Coping with and Communicating about your AVM

Several in the past have commented on problems associated with communicating with friends associates, and family about the issues you or your loved one is experiences with their AVM. Comments like “He seems normal and OK on the outside, so he must be fine” fall into this area.

Also, several of us have children with AVMs or similar issues, and as a parent of such a child, we felt it was important for our son, who was in middle school at the time his seizure began, to be able to “own” his medical issue. We also wanted to work with him so that he could properly explain and communicate with peers and teachers when they noticed or commented about his condition.

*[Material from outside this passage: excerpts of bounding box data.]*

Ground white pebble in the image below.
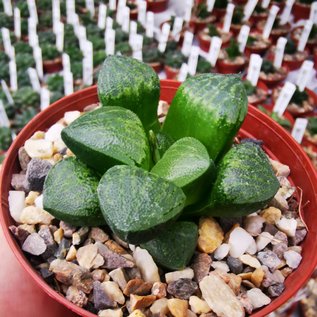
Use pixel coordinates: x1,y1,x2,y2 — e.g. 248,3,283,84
8,190,25,222
284,250,302,269
165,267,194,284
214,243,230,260
276,217,297,237
247,288,271,309
133,247,161,283
229,227,254,258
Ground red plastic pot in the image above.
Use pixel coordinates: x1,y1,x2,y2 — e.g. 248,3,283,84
146,0,168,13
0,80,317,317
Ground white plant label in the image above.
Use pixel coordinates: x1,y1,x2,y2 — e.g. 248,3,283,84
0,100,10,128
1,79,14,105
145,11,154,38
222,3,234,32
98,3,107,30
138,1,146,26
132,34,143,61
106,29,116,55
273,37,287,68
182,31,194,56
208,36,222,67
309,1,317,24
291,118,308,144
297,20,313,52
243,0,258,21
273,81,296,117
280,0,295,25
14,8,21,39
2,0,13,17
64,72,74,96
40,87,50,110
207,0,216,12
184,0,193,22
27,67,41,93
172,17,184,42
158,23,171,53
177,63,188,82
247,54,263,87
237,25,250,53
296,61,314,91
188,46,200,76
122,7,130,33
9,61,18,91
262,5,280,39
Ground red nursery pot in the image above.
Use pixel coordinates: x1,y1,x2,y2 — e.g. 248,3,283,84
0,80,317,317
146,0,168,13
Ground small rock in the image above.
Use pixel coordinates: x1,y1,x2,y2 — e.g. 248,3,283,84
66,286,88,307
247,288,271,309
167,278,198,299
133,247,161,283
199,273,244,317
95,242,134,270
192,252,210,283
18,146,31,171
227,256,243,274
239,254,261,269
20,206,54,225
261,207,282,225
244,215,264,237
167,298,188,317
214,243,230,260
93,281,117,310
189,296,211,315
165,267,194,284
267,283,285,297
8,190,25,222
197,217,224,253
151,282,166,299
284,250,302,269
276,217,297,237
22,233,46,255
257,251,281,272
228,227,254,258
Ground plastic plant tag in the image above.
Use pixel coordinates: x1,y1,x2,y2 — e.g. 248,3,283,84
9,61,18,91
273,37,287,68
296,61,314,91
40,87,50,110
297,20,313,52
64,72,74,96
207,36,222,67
222,3,234,32
177,63,188,81
207,0,216,12
237,25,250,53
1,79,14,105
262,5,280,39
98,3,107,30
14,8,21,39
188,46,200,76
27,67,41,93
0,100,10,128
273,81,296,117
182,31,194,56
158,23,171,53
243,0,258,21
247,54,263,87
122,7,130,33
145,11,154,38
291,118,308,144
280,0,295,25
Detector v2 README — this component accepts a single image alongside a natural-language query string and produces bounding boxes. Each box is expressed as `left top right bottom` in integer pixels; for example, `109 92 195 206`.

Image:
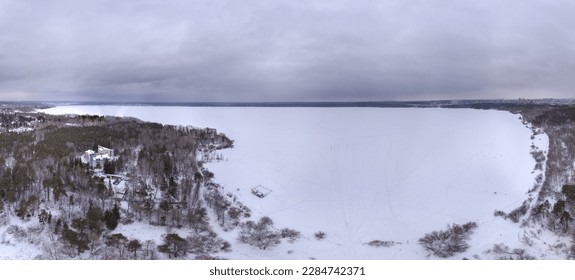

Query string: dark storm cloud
0 0 575 101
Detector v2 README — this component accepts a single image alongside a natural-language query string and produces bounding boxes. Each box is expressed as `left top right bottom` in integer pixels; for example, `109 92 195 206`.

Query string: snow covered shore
40 106 553 259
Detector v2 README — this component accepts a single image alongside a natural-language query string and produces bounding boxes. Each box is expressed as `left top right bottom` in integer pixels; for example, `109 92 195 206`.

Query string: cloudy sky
0 0 575 102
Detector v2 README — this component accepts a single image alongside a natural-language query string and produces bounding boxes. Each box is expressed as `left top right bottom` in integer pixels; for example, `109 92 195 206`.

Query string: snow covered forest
0 108 264 259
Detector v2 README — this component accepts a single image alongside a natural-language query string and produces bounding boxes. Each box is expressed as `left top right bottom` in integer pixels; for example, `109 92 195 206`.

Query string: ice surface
38 106 548 259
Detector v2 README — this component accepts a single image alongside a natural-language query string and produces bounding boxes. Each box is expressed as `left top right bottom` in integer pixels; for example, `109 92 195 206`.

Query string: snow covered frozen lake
44 106 548 259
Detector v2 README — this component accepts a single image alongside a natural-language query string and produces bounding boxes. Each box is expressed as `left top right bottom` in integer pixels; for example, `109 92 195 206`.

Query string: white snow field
39 106 558 259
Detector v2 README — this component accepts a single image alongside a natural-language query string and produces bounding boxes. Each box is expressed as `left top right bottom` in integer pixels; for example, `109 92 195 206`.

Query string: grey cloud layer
0 0 575 101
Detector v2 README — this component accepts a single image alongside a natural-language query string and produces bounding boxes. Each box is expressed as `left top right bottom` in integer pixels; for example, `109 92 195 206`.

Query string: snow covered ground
38 106 560 259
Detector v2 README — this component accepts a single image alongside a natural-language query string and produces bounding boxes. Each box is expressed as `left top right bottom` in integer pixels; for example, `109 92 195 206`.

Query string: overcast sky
0 0 575 102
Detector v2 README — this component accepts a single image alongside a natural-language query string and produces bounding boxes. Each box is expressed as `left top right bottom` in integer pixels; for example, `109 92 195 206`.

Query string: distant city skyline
0 0 575 102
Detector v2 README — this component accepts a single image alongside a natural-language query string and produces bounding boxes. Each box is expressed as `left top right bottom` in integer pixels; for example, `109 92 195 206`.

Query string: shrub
313 231 327 240
238 217 281 250
365 240 397 248
280 228 301 243
419 222 477 258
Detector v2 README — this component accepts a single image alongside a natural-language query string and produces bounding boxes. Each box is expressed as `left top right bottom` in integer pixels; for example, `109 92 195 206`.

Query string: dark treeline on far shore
6 98 575 109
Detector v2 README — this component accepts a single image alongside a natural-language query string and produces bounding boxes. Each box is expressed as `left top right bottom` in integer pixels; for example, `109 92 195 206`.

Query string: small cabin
252 185 272 198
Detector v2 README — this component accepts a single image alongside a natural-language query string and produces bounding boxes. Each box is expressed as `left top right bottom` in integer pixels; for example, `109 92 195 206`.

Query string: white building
81 146 115 166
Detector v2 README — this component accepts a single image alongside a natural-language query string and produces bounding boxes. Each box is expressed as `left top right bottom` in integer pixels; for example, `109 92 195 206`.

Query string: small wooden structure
252 185 272 198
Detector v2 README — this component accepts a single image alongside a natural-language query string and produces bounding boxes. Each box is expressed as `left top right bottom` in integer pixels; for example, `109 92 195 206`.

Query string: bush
507 202 529 223
313 231 327 240
238 217 281 250
419 222 477 258
365 240 397 248
280 228 301 243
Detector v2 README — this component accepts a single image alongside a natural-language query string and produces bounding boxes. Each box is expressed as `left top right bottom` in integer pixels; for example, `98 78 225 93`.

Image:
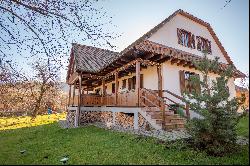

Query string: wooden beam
157 65 162 97
68 72 78 85
68 85 72 106
72 81 76 105
115 72 118 105
171 59 179 65
76 74 82 126
177 60 186 66
102 79 105 105
135 61 141 107
143 53 155 59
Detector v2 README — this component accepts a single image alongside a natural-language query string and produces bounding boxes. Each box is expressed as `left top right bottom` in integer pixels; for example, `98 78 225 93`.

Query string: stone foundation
80 111 113 125
66 110 75 127
115 112 134 129
138 114 155 131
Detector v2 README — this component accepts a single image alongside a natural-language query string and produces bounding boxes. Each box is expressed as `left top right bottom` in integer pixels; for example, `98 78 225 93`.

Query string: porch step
165 123 185 130
146 111 174 116
155 117 186 124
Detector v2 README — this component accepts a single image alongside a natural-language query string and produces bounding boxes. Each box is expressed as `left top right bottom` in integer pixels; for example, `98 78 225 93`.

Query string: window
196 36 212 54
122 79 127 89
95 88 101 95
180 71 201 94
140 74 143 88
112 81 119 93
112 83 115 93
177 28 195 49
132 76 136 89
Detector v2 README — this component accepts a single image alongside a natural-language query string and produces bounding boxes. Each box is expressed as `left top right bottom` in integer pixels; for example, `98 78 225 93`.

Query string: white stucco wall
162 62 236 101
148 14 227 63
94 66 158 94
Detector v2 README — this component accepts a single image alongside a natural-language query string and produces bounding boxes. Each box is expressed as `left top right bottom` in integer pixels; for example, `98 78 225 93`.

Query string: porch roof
72 43 119 73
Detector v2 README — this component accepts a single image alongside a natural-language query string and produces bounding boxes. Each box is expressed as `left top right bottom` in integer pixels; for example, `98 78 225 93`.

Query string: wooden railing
70 91 137 107
117 91 137 106
154 90 190 119
140 88 166 129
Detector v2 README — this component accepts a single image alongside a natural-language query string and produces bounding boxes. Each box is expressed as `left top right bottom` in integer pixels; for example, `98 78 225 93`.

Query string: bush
185 55 244 156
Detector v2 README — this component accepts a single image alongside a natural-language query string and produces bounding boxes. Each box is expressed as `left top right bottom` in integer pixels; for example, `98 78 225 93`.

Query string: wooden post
161 102 166 130
68 85 71 106
186 103 190 119
135 61 141 107
157 65 163 107
102 79 105 105
157 65 162 97
157 65 165 130
76 74 82 126
72 81 76 106
115 72 118 106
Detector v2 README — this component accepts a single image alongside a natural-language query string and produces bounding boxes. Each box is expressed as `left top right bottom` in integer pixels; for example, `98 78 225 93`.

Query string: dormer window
177 28 195 49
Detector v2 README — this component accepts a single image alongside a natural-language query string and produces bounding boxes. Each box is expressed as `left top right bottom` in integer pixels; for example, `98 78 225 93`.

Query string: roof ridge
72 43 119 54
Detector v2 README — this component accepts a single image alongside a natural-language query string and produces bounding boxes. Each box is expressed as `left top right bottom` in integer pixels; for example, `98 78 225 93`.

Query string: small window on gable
112 83 115 93
180 71 201 93
122 79 127 89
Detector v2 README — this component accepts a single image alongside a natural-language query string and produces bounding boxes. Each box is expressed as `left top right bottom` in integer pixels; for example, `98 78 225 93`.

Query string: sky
90 0 249 85
0 0 249 85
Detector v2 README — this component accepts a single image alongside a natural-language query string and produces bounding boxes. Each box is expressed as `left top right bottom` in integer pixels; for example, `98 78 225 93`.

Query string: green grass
0 113 66 131
237 116 249 138
0 119 249 165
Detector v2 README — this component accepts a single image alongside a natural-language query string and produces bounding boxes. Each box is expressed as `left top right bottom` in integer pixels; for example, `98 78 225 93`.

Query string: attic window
196 36 212 54
177 28 195 49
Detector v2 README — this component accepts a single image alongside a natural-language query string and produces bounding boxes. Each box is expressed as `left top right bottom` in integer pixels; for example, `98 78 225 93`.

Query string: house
67 10 244 130
235 85 249 112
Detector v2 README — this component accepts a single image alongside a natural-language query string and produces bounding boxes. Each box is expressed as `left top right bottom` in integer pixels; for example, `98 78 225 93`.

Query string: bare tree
0 0 117 73
0 0 118 116
31 59 59 117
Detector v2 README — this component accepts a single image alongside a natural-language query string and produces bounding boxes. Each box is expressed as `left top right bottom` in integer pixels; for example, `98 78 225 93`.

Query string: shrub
185 54 245 156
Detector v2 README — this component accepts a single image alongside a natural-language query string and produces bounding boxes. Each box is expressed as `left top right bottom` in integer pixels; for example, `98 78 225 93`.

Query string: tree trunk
32 84 45 119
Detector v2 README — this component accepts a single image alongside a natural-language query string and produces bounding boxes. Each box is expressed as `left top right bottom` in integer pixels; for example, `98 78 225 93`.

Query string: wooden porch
68 58 189 129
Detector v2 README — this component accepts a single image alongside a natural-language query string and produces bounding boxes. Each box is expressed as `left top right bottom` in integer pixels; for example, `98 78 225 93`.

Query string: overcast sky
2 0 249 85
91 0 249 85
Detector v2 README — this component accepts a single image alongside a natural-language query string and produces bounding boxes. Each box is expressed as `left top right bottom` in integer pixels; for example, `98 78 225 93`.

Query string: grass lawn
237 116 249 138
0 114 249 165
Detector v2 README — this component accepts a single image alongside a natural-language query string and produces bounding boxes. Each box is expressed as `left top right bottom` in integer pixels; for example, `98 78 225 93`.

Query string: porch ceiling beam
183 61 192 67
67 72 78 85
177 60 186 66
143 53 155 59
171 58 179 65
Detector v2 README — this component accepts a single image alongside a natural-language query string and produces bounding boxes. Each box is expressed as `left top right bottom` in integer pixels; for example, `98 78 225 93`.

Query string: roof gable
121 9 233 64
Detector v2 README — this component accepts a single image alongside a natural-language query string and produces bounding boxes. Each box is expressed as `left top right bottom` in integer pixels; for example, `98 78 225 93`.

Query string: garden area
0 114 249 165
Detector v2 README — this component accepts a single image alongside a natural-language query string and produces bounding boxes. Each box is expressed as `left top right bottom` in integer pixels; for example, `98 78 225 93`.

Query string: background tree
185 54 245 156
0 0 117 115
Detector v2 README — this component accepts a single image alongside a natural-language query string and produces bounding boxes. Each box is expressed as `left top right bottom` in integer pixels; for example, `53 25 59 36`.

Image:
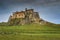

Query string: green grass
0 24 60 40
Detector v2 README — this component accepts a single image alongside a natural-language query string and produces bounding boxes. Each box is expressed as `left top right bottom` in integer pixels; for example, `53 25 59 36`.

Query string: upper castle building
8 8 40 25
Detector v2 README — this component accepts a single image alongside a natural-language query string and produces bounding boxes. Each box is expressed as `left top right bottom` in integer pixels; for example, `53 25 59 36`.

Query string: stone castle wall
8 8 40 25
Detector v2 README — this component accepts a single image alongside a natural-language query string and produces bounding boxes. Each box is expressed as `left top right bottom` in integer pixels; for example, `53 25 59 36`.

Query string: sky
0 0 60 24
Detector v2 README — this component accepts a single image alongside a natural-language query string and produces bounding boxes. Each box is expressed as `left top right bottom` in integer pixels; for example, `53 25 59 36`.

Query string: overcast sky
0 0 60 24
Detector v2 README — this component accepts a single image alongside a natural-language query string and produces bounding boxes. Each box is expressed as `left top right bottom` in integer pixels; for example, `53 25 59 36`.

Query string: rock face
8 8 40 25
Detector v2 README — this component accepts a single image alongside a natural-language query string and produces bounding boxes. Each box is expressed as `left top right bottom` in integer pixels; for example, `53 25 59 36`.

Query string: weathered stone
8 8 40 25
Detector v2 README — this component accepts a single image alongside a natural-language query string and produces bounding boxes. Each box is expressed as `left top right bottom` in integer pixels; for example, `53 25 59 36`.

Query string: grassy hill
0 24 60 40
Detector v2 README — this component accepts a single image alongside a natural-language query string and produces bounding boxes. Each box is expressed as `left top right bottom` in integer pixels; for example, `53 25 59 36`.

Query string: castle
8 8 40 25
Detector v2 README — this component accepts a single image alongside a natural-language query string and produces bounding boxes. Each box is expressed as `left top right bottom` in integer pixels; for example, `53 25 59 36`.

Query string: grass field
0 24 60 40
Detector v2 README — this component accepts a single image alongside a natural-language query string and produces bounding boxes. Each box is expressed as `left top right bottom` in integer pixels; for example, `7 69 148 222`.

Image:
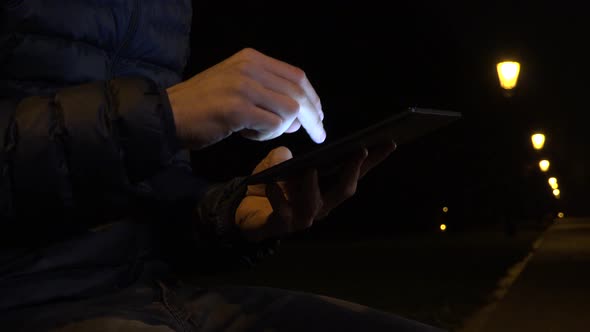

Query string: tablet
247 107 461 185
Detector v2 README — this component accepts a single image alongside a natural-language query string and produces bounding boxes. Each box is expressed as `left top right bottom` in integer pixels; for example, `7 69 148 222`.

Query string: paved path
462 218 590 332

So I offer these suggestions:

For you as an adult, I suggest you write a couple of paragraphs that you can print off one a 5x7 sized card and hand to people, instead of or in addition to trying to explain an AVM to them. Here’s some sample words that you can tailor to your own situation:

I have a condition called an AVM, which stands for ArterioVenous Malformation. An AVM is a congenital disorder (one present at birth) of blood vessels in the brain, brainstem, or spinal cord that is characterized by a complex, tangled web of abnormal arteries and veins connected by one or more fistulas (abnormal communications).
The AVM has no capillary bed of its own and the fistulas in the AVM permit high-speed, high-flow shunting of blood from the arterial to the venous side of the circulation. This shunting causes low blood pressure (hypotension) in the arterial vessels feeding the AVM and neighboring areas of the brain that they normally supply with blood. (I pulled this definition from the web—feel free to use a different one)

I might look ok on the outside, but what I have is a traumatic brain injury, just as serious as if I’d been in bad car wreck or a gunshot victim.

Here are the areas that cause me distress currently, and the symptoms that I can present, as well as things you can do for me if you see one of these occurring in me:
Seizures—Not all seizures are the gran mal type seen on TV. Mine are ______________. If I have one, it generally lasts about _______ minutes, and I will be disoriented for _______ more minutes usually. Normal precautions for seizures such as mine are to protect my head and to make sure I am not in danger in other ways (falling in traffic, etc). You can call 911. Most likely, I will be conscious when they arrive and I can deal with them at the time.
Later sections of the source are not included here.